Pela janela das menininhas

Nesta rua tão movimentada, entre as árvores, me escondo para olhar dentro dessa janela. Esse meu ritual tão sagrado aconchega meu coração e eriça os meus pelos. Todo dia a mesma luta, me levanto, calço os sapatos, tomo meu café e vou para varanda observar. Todo dia observo pela janela as minhas menininhas, seus cabelos, seus corpos, seus jeitos, suas nuances e o ódio que sentem por mim. Me escondo como posso, se me verem o circo está montado, xingam, gritam e esperneiam e tenho que me esconder melhor por um dia ou dois.

Pela janela, de dia ou de noite, em qualquer horário, eu as observo. Umas mais, outras menos, mas todas minhas, minhas menininhas.

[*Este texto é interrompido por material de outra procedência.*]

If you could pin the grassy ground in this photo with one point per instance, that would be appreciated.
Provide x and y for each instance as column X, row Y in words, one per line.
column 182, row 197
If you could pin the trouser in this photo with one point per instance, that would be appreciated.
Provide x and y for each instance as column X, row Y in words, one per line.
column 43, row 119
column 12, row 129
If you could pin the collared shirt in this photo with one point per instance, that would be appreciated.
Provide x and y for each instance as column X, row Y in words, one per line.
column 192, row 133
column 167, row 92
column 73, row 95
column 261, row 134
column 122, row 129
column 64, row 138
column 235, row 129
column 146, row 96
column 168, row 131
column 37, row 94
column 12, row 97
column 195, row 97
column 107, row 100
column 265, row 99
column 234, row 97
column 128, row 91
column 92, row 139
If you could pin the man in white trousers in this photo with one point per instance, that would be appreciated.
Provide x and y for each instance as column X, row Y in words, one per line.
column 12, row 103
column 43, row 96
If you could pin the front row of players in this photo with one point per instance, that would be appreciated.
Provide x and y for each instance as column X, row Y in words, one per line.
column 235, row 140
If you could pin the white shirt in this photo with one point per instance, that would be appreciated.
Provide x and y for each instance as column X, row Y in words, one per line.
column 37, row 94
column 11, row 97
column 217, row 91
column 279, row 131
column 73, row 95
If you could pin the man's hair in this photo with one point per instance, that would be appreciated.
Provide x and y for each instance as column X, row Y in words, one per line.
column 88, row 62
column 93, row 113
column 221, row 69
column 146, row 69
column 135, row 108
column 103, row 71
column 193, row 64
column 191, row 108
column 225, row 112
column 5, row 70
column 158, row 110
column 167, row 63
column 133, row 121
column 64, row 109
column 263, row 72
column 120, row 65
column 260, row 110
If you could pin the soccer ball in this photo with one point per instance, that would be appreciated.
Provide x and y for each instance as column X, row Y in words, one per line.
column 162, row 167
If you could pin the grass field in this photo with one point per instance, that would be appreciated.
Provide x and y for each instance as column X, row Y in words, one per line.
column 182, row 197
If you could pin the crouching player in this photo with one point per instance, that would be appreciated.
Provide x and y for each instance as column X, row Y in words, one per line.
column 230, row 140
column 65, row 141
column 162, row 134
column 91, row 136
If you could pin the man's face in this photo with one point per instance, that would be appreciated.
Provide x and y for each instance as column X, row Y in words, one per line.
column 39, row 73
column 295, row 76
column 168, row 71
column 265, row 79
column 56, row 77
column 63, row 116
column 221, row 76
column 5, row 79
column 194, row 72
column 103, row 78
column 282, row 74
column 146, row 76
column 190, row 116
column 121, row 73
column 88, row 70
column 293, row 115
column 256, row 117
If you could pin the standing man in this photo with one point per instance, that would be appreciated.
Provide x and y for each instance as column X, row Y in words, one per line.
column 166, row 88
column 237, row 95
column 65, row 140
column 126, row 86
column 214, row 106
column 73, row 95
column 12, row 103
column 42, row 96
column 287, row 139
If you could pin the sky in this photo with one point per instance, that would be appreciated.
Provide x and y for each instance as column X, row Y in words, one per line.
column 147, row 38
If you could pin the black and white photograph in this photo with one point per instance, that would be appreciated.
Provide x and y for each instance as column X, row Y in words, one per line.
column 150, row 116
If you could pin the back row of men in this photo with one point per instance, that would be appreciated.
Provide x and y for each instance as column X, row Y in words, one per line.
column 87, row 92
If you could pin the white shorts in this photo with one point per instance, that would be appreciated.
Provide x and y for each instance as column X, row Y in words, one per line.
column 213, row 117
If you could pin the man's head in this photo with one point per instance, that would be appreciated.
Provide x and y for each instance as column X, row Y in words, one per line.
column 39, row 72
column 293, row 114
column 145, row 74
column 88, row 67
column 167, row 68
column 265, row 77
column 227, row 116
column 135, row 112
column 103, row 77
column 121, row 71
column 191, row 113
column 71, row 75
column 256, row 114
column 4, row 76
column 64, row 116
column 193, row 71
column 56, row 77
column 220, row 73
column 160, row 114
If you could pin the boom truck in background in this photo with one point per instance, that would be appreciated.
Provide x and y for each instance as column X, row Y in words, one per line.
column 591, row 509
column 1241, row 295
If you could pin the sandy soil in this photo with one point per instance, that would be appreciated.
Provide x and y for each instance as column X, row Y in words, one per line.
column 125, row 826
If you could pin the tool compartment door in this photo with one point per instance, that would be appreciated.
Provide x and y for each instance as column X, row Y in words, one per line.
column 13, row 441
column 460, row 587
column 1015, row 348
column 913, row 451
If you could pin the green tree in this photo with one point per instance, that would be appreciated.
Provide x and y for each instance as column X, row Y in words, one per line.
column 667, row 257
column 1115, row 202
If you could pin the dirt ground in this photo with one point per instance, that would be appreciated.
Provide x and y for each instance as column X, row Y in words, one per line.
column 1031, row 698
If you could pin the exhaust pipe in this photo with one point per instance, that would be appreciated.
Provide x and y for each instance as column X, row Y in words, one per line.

Meu serviço estressante não me dá prazer, minha mulher já se foi espiritualmente, meus filhos crescidos não se importam, então meu coração se aconchega em vê-las. 

Vejo que alguns também as observam, as desejam e cobiçam, passam pelas minhas menininhas e se divertem por um momento, momento esse que me deixa irado. Elas são minhas! Somente minhas, para ver, ouvir e cobiçar. Ah, se eles ousarem bater ponto na minha janela, não respondo por mim.

Temos, nessa variedade de menininhas, as recatadas, as abusadas e as nuas. As recatadas se impressionam ao me ver, arregalam os olhos, fogem de mim e contam às abusadas, que, por sua vez, vêm até a janela, como se não acreditassem no que estava acontecendo e, de forma bruta, me xingam e me afastam dos meus prazeres. 

Minhas preferidas são as nuas, não ligam e se mostram a mim, assim como vieram ao mundo, suas curvas e maciez me contagiam. Elas não me veem, fico às sombras para não ser percebido, quando sou notado as nuas se tornam abusadas e me afastam dos meus prazeres.

Fico triste quando elas estão tristes, fico apavorado quando elas estão apavoradas, fico feliz quando elas estão felizes. Faço parte delas, assim como elas fazem parte de mim. 

Meu dia se transforma em sua pior versão quando as janelas se fecham, meu acalento vai embora e meus pelos se tranquilizam, e eu volto a minha casa fria, sem nenhuma delas para chamar de minha.